Monday, July 07, 2003

Apparently It's Hard to Remember Who's in Charge Here

The headline on this week's column is certainly not what I would have chosen; not that much that's going on in Iraq appears all that comedic. The Time magazine quote is available here; the transcript of McCain's appearance on "Face the Nation" is here; and Adam Felber's entire piece ("Bush Double-Dog Dares Militants to Hurt US Soldiers") is here. There's no easy link to John D. McDonald's remarks, which appeared in the comments to this post on Patrick Nielsen Hayden's site.


ADMINISTRATION'S ACTIONS ON IRAQ A COMEDY OF ERRORS
East Valley Tribune, Jul. 6, 2003

The head of your federal government is hard at work, according to last week’s Time magazine, searching for those apparently easily overlooked and tough-to-find weapons of mass destruction in Iraq:

“Meeting last month at a sweltering U.S. base outside Doha, Qatar, with his top Iraq commanders, President Bush skipped quickly past the niceties and went straight to his chief political obsession: Where are the weapons of mass destruction? Turning to his Baghdad proconsul, Paul Bremer, Bush asked, ‘Are you in charge of finding WMD?’ Bremer said no, he was not. Bush then put the same question to his military commander, General Tommy Franks. But Franks said it wasn’t his job either. A little exasperated, Bush asked, So who is in charge of finding WMD? After aides conferred for a moment, someone volunteered the name of Stephen Cambone, a little-known deputy to Donald Rumsfeld, back in Washington. Pause. ‘Who?’ Bush asked.”

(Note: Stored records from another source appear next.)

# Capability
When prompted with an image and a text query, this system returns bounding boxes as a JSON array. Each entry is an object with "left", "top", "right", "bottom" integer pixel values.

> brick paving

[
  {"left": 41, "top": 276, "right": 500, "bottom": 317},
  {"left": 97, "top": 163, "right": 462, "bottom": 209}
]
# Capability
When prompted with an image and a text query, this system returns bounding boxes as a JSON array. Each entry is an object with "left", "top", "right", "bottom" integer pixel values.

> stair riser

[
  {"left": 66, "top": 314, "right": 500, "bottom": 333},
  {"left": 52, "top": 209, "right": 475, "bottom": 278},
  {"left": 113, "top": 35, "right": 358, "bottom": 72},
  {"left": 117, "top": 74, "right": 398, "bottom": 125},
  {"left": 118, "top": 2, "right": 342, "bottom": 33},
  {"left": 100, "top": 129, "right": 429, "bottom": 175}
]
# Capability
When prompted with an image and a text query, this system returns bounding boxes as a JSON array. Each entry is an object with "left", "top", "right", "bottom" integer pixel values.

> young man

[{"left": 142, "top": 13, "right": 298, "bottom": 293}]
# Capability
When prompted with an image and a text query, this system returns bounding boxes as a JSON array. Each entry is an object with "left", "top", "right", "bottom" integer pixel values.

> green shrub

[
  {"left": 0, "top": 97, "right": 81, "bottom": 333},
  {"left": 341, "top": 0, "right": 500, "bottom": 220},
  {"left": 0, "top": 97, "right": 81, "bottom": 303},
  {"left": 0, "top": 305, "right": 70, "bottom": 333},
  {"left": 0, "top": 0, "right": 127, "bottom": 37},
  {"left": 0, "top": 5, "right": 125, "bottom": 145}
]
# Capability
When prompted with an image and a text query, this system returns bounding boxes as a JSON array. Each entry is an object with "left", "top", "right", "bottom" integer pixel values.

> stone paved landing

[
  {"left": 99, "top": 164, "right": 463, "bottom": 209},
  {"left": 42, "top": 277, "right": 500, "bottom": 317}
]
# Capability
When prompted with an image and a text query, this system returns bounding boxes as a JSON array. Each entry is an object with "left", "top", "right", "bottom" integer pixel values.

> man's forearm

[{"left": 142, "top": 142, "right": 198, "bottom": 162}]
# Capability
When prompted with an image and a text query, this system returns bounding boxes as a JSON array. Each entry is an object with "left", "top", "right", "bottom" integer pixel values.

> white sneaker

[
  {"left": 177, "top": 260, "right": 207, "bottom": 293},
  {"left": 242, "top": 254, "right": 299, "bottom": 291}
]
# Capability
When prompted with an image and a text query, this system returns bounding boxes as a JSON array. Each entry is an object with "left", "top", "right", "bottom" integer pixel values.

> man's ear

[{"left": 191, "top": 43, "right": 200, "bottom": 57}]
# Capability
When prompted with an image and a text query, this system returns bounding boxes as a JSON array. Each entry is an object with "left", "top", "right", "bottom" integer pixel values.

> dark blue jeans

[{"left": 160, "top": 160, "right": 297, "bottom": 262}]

The guy doesn’t know who’s doing the allegedly most important thing in Iraq, or much care about the fact that the guy actually works in Washington instead, but President Bush sure does know how to move those goalposts closer. We’ve gone from claiming that Iraq represented a mushroom-cloud-imminent threat to the U.S. to announcing the discovery of PFWMD, plans for future
Pretty soon we’ll have the administration claiming that evidence that Iraqi government officials downloaded from the web articles about Bush’s claims about Iraqi WMD justifying preemptive war as the justification for the war. (“Nobody with a clean conscience could possibly have believed that we were telling the truth,” Defense Secretary Donald Rumsfeld will claim, to appreciative chuckles from the Pentagon press corps.)

Hey, but Iraq is free now, right? Let’s cheer, and certainly not waste any time wondering exactly how free is, say, Saudi Arabia.

Even with the administration’s claims decomposing faster than precursor chemicals in desert heat -- to name three, the claims about imminent WMD threats, that military action had concluded, and that our troops will be home soon -- it’s still hard for some folks to abandon their Iraqophobia. Sen. John McCain appeared last Sunday on “Face the Nation” and opined that finding Saddam Hussein was “very, very, very important . . . . far more important -- in my view, than capturing or killing Osama bin Laden, although that’s important, too.”

As James D. Macdonald pointed out, these priorities make perfect sense because (1) Osama bin Laden attacked the United States, and (2) Saddam Hussein hasn’t.

But the best evidence that we’re in Iraq for only the absolutely best reasons came last Wednesday, when President Bush made clear that the difference between U.S. foreign policy and professional wrestling is that with U.S foreign policy, you get an official transcript.

As reported by Reuters, President Bush “challenged militants who have been killing and injuring U.S. forces in Iraq, saying ‘bring them on’ because American forces were tough enough to deal with their attacks. ‘There are some who feel like that conditions are such that they can attack us there. My answer is: Bring them on.’ ”

As satirist Adam Felber noted, these taunts were made by guy who avoided the draft, had an attendance record for his National Guard service that was (ahem) spotty at best, and who said these brave words thousands of miles from the front lines. Felber bets our troops actually in the line of fire in Iraq enjoyed this White House bravado. If they had worried that they might stop getting ambushed and attacked, or that President Bush might treasure their safety more than a good line, well, they can breathe easy now.